New Heavens

  • Hebrews 12:26 Yet once more I will shake not only the earth but also heaven (from Haggai 2:6)
  • Revelation 21:1 Now I saw a new heaven and a new earth, for the first heaven and the first earth had passed away.
  • Isaiah 65:17 For behold, I create new heavens and a new earth; and the former shall not be remembered or come to mind.
  • 2 Peter 3:7 – 13 But the heavens and the earth which are now preserved by the same word are reserved for fire until the day of judgment and destruction of ungodly men…but the day of the Lord will come as a thief in the night in which the heavens will pass away with a great noise, and the elements will melt with fervent heat; both the earth and the works that are in it will be burned up.  Therefore, since all these things will be dissolved, what manner of persons out you to be in holy conduct and godliness, looking for the coming of the day of God, because of which the heavens will be dissolved, being on fire, and the elements will melt with fervent heat?  Nevertheless we, according to His promise, look for new heavens and a new earth in which righteousness dwells.
  • “Heaven” or “heavens” can be applied in three ways. In Hebrew writing, the first heaven is where birds fly; the second heaven is where the celestial bodies are; and the third heaven is where God is.  In the 2 Corinthians 12:1 – 4, “third heaven” and “Paradise” are synonymous.
  • In the vast majority of cases in the Old Testament (g., Genesis 1:8), “heaven” or “heavens” clearly refers to the atmosphere or to outer space.
  • The word “heaven” has been used by God as a physical illustration of the realm of spirits. In many contexts, the illustration and the reality are both present.  For example, God “called from heaven” to many people.  The physical understanding is that a voice came out of the sky.  But also present is the image that God called from His dwelling place.  In many places, people are told to “look to heaven,” having the physical meaning of looking upward, but also referring to where God dwells, which does not have a physical direction.
  • Isaiah 65:17 and following refer to the eternal kingdom, where physical realities (weeping, death, losing the work of one’s hands to another) will be no more. Since the contrast is with the physical, Isaiah’s application concerns a kingdom of spirits, calling it “new heavens and a new earth.”  The thought continues through the end of Isaiah.  “The new heavens and the new earth” are contrasted to eternal torment in 66:22 – 24.

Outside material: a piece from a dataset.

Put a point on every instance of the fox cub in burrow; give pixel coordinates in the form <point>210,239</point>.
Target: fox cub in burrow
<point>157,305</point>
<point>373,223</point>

  • 1 Corinthians 15:35 – 58 contains Paul’s argument directed specifically to the issue of the inhabitants of the kingdom of spirits. We will spend eternity in “spiritual bodies.”
  • The phrase “new heaven and a new earth” has several applications. First, the fact that heaven and earth are both mentioned illustrates that everything will be new.  All of the physical reality will pass away.  Second, the spirits of faithful people are not simply transported to where God dwells.  They will exist eternally in a created existence that is not currently inhabited.  God will be in this new existence (Revelation 21:3).  Paradise is good; the new heaven is better.
  • The old dwelling of God needs renovation. Satan and his angels formerly had free access.  A war happened there (Revelation 12:7 – 9), after which Jesus cleansed the furniture with His blood (Hebrews 9:11 – 12).  Spirits can still choose to leave, as they have left before.  According to 1 Corinthians 15:26, when physical death (the illustration of separation of a spirit from God) is destroyed, there can be no more flunking out of God’s presence.  When a God-given illustration passes away, so does the thing it symbolizes.  This is the new heaven.